I read that in civil litigation a defendant cannot use a defense that is not timely made in pleadings. This seemed like a rather strong sanction for a failure or mistake in writing and filing defensive pleadings, so I checked the Federal Rules of Civil Procedure and found the following in FRCP §12(b):

Every defense to a claim for relief in any pleading must be asserted in the responsive pleading if one is required. ... If a pleading sets out a claim for relief that does not require a responsive pleading, an opposing party may assert at trial any defense to that claim. No defense or objection is waived by joining it with one or more other defenses or objections in a responsive pleading or in a motion.

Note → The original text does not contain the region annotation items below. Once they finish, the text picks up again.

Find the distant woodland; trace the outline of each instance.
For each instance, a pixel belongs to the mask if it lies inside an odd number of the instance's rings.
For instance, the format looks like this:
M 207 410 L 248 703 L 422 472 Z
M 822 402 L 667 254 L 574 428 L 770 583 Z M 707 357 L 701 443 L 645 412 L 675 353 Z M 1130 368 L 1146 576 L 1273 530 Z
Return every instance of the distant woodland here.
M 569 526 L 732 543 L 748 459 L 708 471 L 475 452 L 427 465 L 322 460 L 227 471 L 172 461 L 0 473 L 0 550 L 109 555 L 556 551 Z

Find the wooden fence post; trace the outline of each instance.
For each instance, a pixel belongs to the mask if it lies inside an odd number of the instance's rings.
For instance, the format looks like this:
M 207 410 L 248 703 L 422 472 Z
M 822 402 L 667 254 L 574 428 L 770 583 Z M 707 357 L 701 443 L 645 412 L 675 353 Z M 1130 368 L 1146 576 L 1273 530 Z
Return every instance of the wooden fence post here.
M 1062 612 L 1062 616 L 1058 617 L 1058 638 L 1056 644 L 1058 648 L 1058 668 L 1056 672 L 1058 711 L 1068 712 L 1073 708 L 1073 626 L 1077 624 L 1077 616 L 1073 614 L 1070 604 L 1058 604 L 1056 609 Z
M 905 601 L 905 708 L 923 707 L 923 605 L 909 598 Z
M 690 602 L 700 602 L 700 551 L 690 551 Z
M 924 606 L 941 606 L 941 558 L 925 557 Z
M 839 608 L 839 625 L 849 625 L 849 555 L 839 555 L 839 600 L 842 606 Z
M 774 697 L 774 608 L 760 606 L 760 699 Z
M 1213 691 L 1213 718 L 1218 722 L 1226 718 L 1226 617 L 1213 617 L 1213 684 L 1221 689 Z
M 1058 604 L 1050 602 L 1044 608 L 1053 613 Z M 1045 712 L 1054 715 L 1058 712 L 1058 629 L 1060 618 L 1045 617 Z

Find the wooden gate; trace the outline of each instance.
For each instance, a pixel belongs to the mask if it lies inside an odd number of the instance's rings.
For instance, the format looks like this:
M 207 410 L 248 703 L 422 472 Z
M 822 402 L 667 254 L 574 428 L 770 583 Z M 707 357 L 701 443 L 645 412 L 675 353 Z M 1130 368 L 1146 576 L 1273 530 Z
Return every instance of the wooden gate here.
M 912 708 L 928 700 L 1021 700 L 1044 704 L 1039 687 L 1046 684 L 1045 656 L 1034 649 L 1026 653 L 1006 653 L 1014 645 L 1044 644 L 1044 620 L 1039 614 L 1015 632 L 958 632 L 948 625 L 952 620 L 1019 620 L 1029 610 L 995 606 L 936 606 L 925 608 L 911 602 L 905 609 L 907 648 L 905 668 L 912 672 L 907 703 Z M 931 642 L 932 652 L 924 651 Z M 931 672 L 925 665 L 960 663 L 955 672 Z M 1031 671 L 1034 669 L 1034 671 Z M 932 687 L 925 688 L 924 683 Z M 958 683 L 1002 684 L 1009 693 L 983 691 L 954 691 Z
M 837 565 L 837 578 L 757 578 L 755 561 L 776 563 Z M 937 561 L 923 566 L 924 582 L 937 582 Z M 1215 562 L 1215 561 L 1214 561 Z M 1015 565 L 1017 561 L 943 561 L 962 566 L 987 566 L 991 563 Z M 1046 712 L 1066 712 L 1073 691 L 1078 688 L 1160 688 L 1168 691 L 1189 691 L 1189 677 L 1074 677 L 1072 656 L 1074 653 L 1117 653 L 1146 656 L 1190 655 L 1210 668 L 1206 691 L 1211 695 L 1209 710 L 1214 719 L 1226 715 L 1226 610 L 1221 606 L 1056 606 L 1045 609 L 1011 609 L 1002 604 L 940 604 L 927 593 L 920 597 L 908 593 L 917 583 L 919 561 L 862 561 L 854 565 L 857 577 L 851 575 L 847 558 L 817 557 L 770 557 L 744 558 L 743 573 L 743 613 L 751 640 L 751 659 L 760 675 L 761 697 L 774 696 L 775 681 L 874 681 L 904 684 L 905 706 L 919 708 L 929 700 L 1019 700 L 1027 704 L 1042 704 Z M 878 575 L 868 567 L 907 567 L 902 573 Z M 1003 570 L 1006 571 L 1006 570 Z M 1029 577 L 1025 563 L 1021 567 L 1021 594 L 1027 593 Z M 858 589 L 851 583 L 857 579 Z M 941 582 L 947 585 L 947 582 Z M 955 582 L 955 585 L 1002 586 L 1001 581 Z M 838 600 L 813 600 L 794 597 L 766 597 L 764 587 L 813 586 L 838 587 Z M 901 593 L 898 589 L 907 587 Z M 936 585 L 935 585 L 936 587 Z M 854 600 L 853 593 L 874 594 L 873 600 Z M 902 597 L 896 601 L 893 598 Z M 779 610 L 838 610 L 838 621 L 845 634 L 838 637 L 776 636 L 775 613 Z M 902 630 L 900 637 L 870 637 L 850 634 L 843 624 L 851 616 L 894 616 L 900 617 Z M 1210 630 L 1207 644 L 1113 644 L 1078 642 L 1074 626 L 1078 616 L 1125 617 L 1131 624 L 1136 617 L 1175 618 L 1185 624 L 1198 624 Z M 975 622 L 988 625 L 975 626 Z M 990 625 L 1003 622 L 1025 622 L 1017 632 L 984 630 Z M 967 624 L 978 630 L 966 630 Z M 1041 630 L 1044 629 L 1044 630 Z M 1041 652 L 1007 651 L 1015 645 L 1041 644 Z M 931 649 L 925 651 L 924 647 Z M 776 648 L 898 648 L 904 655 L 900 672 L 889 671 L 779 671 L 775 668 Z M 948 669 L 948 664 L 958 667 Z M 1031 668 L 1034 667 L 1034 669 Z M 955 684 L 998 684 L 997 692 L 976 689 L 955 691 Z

Does that actually mean that if a legal defense is not stated in a response to a claim that it cannot be used in a subsequent motion or trial? (Defensive pleadings have to be served within 21 days of receiving a complaint. That would mean that a defendant could get notice of being sued and then have just 3 weeks to state every defense to every claim against it.)

Perhaps a better phrasing of the question: What does this rule mean? Is it not as harsh as it sounds because an "assertion of defense" can be very general, and any plausible defense can be later "joined" to a generic defense? E.g., is it sufficient for a defendant to simply say in a response to each claim, "I disagree?"

1 Answer 1


This is called the "waiver trap," and it can be quite harsh indeed.

Rule 8 and Rule 12 require a defendant to assert most affirmative defenses almost immediately -- either in their answer or in either a motion to dismiss or a motion for judgment on the pleadings. Failure to assert them does indeed result in a waiver of the defense.

For instance, in Hunter v. Serv-Tech, the defendant filed a motion to dismiss based on defects in service of the complaint. The defendants' motion purported to "reserve the right" to challenge personal jurisdiction, as well, but did not actually move for dismissal on that basis. After the service issue was resolved, the defendants actually moved to dismiss based on personal jurisdiction, but the court denied the motion, saying that Rule 12 requires an actual assertion and argument in support of the defense:

The Court is aware that the outcome it reaches today is a harsh one, especially in light of the fact that it appears that, absent waiver, this motion might well be granted. But the Court is duty-bound to apply the law as it is written, and as written the Rules enact a policy of requiring all 12(b)(2)-(5) defenses to be made by motion, once, prior to filing an answer. Given this policy, Offshore’s “reservation” language is not sufficient to preclude waiver.

So the court acknowledges that the defendant had a winning defense, but it must nonetheless continue to litigate.

The rule is applied quite strictly in cases involving Rule 12(b)(2)-(5) defenses. There is quite a bit more wiggle room for other affirmative defenses, i.e., defenses that allow the defendant to escape liability regardless of whether his conduct was wrongful, but it still remains quite dangerous to omit any available defense from your first responsive pleading. See, e.g., Am. Nat. Bank of Jacksonville v. Fed. Deposit Ins. Corp., 710 F.2d 1528, 1537 (11th Cir. 1983) ("In any case, we need not consider these points since SFC waived its right to advance the statute of limitations defense by its failure to assert this affirmative defense in any pleading filed below in compliance with Fed.R.Civ.P. 8(c).").

As a practical matter, then it is not usually sufficient to simply say "I disagree" in response to a claim, unless your defense amounts to either a denial that the facts supporting the claim are true or a denial that the facts as alleged creates a cause of action. If you intend to assert an affirmative defense – such as personal jurisdiction, statute of limitations, failure of consideration, accord and satisfaction, immunity, etc. – you must say so clearly.

So if your first responsive pleading is an answer, it is typically sufficient to simply say, "The claim is barred by the statute of limitations." But if your first responsive pleading is a motion to dismiss, you need to both assert and argue your defense; otherwise, you risk waiving it as in Hunter.

Note, though, that there are some affirmative defenses that are not waived by failing to assert them immediately. Failure to join a necessary party, for instance, can be asserted at any time up until trial, and subject-matter jurisdiction can be raised at basically any time at all.